Author: Pascal Schläpfer
Date: 2021/06/21
Version: 1.0.0
This script was produced in accordance of the work involving the manuscript that can be found at https://www.biorxiv.org/content/10.1101/2022.04.13.487913v1.full.pdf. The script searches for an above noise signal (SNPs) in an in-group of samples and filters out signals that are above signal in out-groups. It is a simplification of other methods that use machine learning. For our purpose, Machine learning was not needed, because 1) our cause was known to be monogenetic, and 2) our phenotypes were known with almost 100% certainty. If either of the two conditions are not met, modify the script and use a machine learning algorithm to filter SNPs.
This function parses a vcf file produced by the software freebayes (If you use any other software, you might have to modify the script) containing SNPs and filters SNPs according to parameters given. The function was designed to find allelic SNPs present in an in group sub population of samples, but absent in a out-group sub population. Groups where only a subset of samples have to be hit can also be defined.
python3 filter_vcf.py -in vcf_file_name [-argument argument_value]

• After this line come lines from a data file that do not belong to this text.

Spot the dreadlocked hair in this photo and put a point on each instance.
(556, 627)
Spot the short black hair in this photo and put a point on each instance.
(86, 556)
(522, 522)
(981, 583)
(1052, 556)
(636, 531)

-in [vcf_file]: Input vcf file that should be searched for a SNP variant of interest.
-p [path]: Path where input file is stored. If empty, script uses current working directory to look up input file.
-out [file]: Output file name, where results should be stored (in tsv format). (default results_filtering_vcf.tsv)
-rf [path]: Path where results should be stored. If not given, current working directory is used.
-mtrc [int]: Sets the parameter minimum absolute read coverage of a SNP in a sample of interest. (default is 20)
-mnrc [int]: Sets the parameter maximum absolute reads of a SNP in an out group sub population, so that if this number of reads is found for the out group sample, it is assumed to be noise and the SNP is still flagged as interesting. (default is 2).
-mrrc [float between 0 and 1]: Sets the parameter minimum relative read coverage of a variant of a SNP of interest in an in group sub population. (default is 0.33)
-mq [float > 0]: Sets the parameter minimum quality a SNP has to reach to be flagged as interesting. (default is 100)
-i [string]: Defines the samples that should be counted as in group sub population. Sample ids have to be separated by ";".
-ni [int]: Defines the number of samples given in -i (can be lower than actual number).
-o [string]: Defines the samples that should be counted as out group sub population. Sample ids have to be separated by ";".
-no [int]: Defines the number of samples given in -o (can be lower than actual number).
-fi [string]: Defines the samples that should be counted as optional in group sub population. Sample ids have to be separated by ";".
-nfi [int]: Defines the number of samples given in -fi (can be lower than actual number).
-fo [string]: Defines the samples that should be counted as optional out group sub population. Sample ids have to be separated by ";".
-nfo [int]: Defines the number of samples given in -fo (can be lower than actual number).
-h: Display this help message
-v [True, False]: Set verbose to True or False and give screen output.
-s TME204 or -s TME14 or -s 91-02324 Special mode to reproduce SNP findings of the associated manuscript.
See publication methods for more information.
Please use script at own risk. Interprete the results and make changes to parameters or script as you see fit. The author does not take any responsibility for correctness of results of script.